Raw Milk Cheese Makers Get to Keep Their Cheesy Grins - Southern Maryland Headline News

Raw Milk Cheese Makers Get to Keep Their Cheesy Grins


By Katelyn Newman

ANNAPOLIS (Feb. 13, 2015)—Dairy cows, goats and sheep will stay cheesy in Maryland under a bill presented Thursday.

After a successful five-year pilot program that enabled five dairy farms in Maryland to produce raw milk cheese from cows, goats and sheep, legislators on the Senate Finance Committee were easily in support of changing the program to be a more long-term business opportunity.

The changes to the program include allowing farms to renew their license for cheese production every year, not limiting herd size to 120 animals or fewer and making more than five cheese producer permits available.

State Senator Adelaide C. Eckardt, R-Caroline, Dorchester, Talbot and Wicomico, sponsored the bill presented Thursday, wanting support in “passing this initiative so our dairies can keep selling cheese.”

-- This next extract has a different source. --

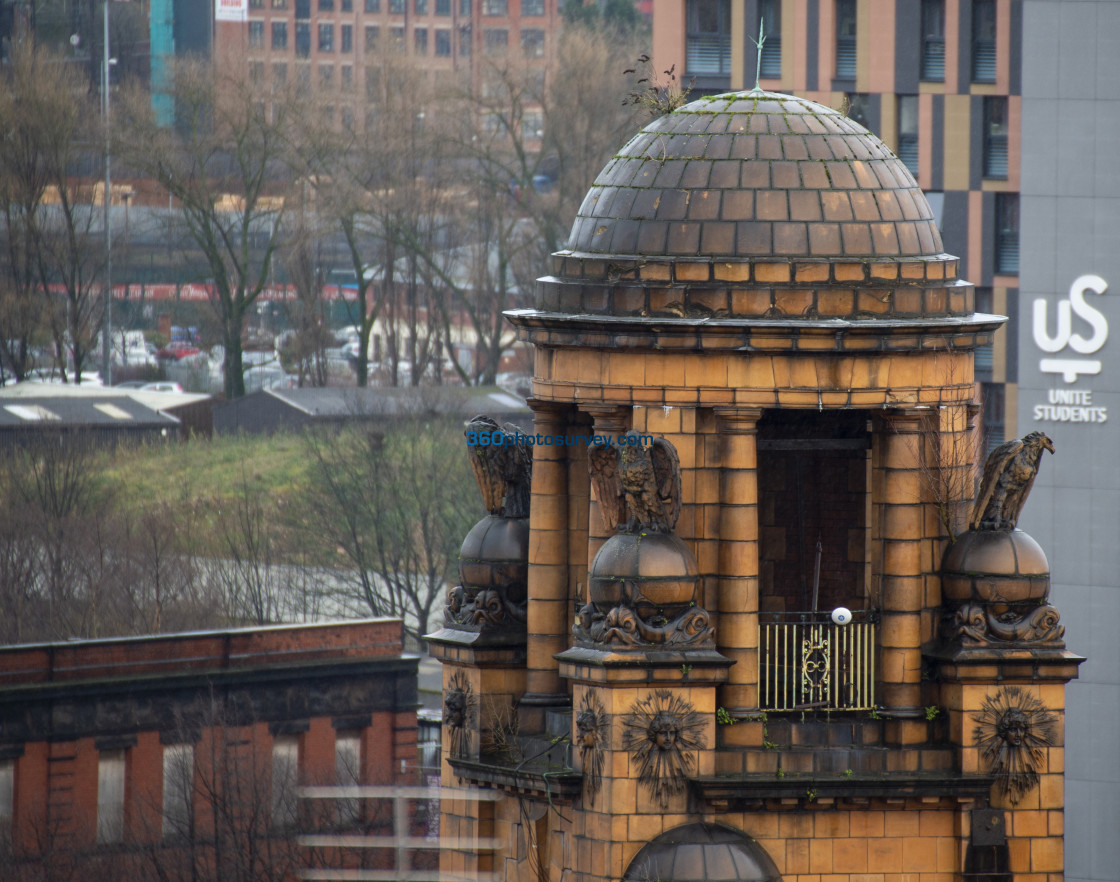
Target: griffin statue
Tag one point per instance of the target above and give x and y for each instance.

Raw milk cheese, also known as farmstead cheese, means that the milk used has not been pasteurized to kill harmful bacteria, according to the U.S. Food and Drug Association.

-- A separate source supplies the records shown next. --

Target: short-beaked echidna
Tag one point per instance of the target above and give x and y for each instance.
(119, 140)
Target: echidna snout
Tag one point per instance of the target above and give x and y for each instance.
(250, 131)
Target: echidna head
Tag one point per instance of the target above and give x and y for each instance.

Under proper precautions and frequent health inspector visits, “the farmstead cheese program has proven to be successful,” said Laurie Bucher, chief of the Center for Milk and Dairy Product Safety within the state’s Department of Health and Mental Hygiene.

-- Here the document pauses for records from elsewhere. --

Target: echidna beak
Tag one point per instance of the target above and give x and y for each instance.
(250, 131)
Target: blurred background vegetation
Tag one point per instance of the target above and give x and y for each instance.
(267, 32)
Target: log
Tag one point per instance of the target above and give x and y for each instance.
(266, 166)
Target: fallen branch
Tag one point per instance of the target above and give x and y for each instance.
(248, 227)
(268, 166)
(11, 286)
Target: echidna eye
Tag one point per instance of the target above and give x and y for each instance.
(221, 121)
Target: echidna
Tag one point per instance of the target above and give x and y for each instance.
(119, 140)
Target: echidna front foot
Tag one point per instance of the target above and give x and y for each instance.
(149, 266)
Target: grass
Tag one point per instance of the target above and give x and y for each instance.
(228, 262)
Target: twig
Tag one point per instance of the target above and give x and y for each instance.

Holly Foster, owner of the Chapel’s Country Creamery in Easton said her cow farm would lose a quarter of its profits if changes were not made to the farmstead cheese legislation.

“We’re known for our raw milk Bay Blue—we’ve been making it for over four years now,” said Foster. “Our livelihood is on the desk of legislation today.”

Foster said the herd size limit was originally installed to decrease the chances of disease and to keep production to family-owned businesses, but also limited sheep dairy farmers’ cheese production, as sheep produce less milk than cows and goats.

“(These alterations to the original bill) will support the needed diversity in the dairy industry as the dairy industry changes,” Bucher said, including the need to use milk from different animals.